In the scenario you described, where a heavy piece of concrete is lifted and placed on a case filled with gas, and the case is slowly compressed due to the weight of the concrete, the gas inside the case would experience an increase in temperature. This increase in temperature is a result of the compression work done on the gas.
When the gas is compressed, its volume decreases, and as a result, the gas molecules collide more frequently with each other and the walls of the container. These collisions result in an increase in the kinetic energy of the gas molecules, which corresponds to an increase in temperature.
However, it's important to note that the energy required to lift the piece of concrete initially is not directly converted into heat energy inside the case. The work done to lift the concrete is stored as potential energy in the gravitational field, not as heat energy. When the concrete is lowered onto the case, the potential energy is transferred to the concrete-case system, and part of that energy is converted into heat due to the compression of the gas.

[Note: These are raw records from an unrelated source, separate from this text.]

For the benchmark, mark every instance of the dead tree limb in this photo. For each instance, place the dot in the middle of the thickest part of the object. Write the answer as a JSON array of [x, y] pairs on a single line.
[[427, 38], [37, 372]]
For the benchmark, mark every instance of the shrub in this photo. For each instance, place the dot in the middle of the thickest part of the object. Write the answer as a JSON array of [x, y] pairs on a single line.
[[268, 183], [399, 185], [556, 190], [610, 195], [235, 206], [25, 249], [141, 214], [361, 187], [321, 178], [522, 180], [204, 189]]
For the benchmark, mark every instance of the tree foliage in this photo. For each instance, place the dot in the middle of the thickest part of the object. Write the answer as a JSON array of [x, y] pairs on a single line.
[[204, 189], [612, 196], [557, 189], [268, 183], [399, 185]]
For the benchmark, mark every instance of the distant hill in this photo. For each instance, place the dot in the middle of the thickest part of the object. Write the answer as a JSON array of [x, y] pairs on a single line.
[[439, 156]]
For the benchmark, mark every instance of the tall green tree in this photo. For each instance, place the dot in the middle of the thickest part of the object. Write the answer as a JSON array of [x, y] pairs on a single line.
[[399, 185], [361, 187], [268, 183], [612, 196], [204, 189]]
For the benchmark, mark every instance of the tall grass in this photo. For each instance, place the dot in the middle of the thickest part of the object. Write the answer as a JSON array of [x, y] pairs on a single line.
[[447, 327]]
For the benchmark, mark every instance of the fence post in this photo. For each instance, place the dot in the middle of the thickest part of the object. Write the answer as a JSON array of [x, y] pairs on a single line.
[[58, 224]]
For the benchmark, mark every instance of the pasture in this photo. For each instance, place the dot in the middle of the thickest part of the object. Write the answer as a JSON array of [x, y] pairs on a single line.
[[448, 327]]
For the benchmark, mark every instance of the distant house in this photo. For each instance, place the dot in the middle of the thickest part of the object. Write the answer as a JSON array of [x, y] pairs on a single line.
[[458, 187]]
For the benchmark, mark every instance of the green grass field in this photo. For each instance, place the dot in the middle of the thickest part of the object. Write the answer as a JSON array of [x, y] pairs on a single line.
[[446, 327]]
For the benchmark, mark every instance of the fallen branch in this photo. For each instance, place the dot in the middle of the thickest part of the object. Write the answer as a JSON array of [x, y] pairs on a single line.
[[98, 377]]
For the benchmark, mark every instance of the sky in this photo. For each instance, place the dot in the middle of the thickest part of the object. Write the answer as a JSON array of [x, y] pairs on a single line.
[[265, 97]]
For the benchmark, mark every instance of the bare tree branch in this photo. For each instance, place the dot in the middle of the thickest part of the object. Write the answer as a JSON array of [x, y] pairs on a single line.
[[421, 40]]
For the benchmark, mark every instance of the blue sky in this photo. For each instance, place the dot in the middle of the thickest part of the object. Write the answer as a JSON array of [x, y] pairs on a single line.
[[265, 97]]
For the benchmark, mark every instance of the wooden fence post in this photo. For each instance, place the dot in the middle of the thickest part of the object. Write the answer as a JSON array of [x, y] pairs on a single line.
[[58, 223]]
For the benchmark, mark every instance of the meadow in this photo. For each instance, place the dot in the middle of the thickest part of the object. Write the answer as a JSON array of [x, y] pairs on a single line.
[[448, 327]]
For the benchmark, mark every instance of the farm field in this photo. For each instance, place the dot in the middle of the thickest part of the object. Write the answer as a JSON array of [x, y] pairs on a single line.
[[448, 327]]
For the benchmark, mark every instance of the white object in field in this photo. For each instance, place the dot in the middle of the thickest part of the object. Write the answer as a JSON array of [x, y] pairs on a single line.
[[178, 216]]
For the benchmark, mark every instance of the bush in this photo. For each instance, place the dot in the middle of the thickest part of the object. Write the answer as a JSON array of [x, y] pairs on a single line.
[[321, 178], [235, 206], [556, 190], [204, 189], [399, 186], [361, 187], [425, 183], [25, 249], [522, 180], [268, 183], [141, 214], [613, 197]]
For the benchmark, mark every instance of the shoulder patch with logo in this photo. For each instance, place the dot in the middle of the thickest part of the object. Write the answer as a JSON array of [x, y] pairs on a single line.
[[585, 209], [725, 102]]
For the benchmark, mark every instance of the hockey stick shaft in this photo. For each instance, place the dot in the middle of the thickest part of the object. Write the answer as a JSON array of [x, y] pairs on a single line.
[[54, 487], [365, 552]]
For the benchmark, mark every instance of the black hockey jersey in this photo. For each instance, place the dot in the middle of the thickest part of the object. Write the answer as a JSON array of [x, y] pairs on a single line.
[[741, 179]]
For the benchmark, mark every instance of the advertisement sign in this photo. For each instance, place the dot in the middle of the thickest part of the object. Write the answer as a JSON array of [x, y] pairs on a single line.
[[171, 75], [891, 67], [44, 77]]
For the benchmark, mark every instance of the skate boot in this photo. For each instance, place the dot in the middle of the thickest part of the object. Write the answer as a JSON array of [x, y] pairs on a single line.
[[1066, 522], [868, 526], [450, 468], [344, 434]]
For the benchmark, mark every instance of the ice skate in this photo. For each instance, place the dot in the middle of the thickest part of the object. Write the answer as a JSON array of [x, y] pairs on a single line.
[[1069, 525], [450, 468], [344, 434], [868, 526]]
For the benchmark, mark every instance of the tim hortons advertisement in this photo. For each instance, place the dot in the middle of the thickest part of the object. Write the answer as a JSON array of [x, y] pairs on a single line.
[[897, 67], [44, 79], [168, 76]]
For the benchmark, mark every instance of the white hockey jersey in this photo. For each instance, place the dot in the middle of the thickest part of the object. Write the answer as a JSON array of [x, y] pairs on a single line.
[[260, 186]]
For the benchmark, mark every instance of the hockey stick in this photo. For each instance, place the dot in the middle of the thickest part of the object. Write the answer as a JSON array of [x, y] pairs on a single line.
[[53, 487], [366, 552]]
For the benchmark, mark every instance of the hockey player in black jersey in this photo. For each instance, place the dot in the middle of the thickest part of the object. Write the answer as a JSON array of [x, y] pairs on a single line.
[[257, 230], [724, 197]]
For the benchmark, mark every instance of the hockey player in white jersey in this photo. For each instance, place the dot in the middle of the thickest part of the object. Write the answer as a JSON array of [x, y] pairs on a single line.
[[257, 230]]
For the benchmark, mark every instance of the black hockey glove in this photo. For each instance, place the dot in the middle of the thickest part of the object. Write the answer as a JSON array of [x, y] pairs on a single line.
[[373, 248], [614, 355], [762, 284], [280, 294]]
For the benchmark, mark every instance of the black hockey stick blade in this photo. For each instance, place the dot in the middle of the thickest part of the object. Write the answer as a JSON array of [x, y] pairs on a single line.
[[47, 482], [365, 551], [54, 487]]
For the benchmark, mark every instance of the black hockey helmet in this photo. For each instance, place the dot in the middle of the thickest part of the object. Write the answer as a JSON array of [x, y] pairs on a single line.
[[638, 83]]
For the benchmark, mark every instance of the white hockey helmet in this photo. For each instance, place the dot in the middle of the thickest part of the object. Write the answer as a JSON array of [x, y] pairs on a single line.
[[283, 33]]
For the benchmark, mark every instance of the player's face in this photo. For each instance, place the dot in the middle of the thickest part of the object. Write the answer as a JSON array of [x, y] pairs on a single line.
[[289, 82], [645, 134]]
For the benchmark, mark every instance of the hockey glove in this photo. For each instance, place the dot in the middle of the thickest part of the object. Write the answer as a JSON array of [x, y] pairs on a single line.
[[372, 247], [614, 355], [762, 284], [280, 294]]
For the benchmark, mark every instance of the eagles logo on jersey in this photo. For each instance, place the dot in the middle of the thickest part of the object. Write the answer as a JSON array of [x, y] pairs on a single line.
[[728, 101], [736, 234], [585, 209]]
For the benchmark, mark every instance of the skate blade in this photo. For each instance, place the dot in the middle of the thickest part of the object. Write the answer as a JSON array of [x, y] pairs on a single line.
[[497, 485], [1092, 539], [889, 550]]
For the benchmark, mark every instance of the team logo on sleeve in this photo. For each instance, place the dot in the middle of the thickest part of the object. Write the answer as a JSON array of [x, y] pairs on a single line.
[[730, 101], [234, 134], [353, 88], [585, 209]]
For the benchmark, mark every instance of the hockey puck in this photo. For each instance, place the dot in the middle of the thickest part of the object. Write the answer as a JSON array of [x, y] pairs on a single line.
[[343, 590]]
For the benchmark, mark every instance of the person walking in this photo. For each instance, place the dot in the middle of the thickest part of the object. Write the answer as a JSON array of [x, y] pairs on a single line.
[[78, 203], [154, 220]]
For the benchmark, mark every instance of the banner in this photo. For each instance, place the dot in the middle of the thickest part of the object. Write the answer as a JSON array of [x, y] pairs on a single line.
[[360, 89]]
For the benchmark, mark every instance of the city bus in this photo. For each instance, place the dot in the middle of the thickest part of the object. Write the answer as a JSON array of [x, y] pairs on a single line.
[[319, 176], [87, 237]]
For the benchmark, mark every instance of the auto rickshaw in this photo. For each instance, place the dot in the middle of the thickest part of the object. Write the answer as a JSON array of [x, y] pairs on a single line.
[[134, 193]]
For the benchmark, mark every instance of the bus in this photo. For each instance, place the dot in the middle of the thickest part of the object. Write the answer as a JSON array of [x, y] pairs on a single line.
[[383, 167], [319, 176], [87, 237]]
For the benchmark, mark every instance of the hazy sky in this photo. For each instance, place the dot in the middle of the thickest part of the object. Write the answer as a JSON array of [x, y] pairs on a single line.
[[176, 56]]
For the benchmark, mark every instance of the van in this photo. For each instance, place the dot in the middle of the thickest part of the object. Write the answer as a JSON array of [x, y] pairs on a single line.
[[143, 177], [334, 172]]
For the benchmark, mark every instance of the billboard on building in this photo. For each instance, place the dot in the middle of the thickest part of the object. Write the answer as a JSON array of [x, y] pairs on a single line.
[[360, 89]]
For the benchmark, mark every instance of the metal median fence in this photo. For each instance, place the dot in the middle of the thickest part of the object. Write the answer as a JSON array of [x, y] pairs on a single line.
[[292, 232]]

In an ideal scenario where there are no energy losses due to factors such as friction or inefficiencies, the energy used to lift the concrete should be equal to the increase in energy of the gas due to compression. However, in real-world scenarios, there are typically energy losses, so the energy obtained from the compressed gas may be less than the initial energy used to lift the concrete. Energy losses can occur due to factors like heat dissipation, mechanical inefficiencies, or other losses in the system.
It's important to consider the conservation of energy in any system, but it's unlikely that compressing the gas in the case through the described process would result in obtaining more energy than was initially used to lift the concrete.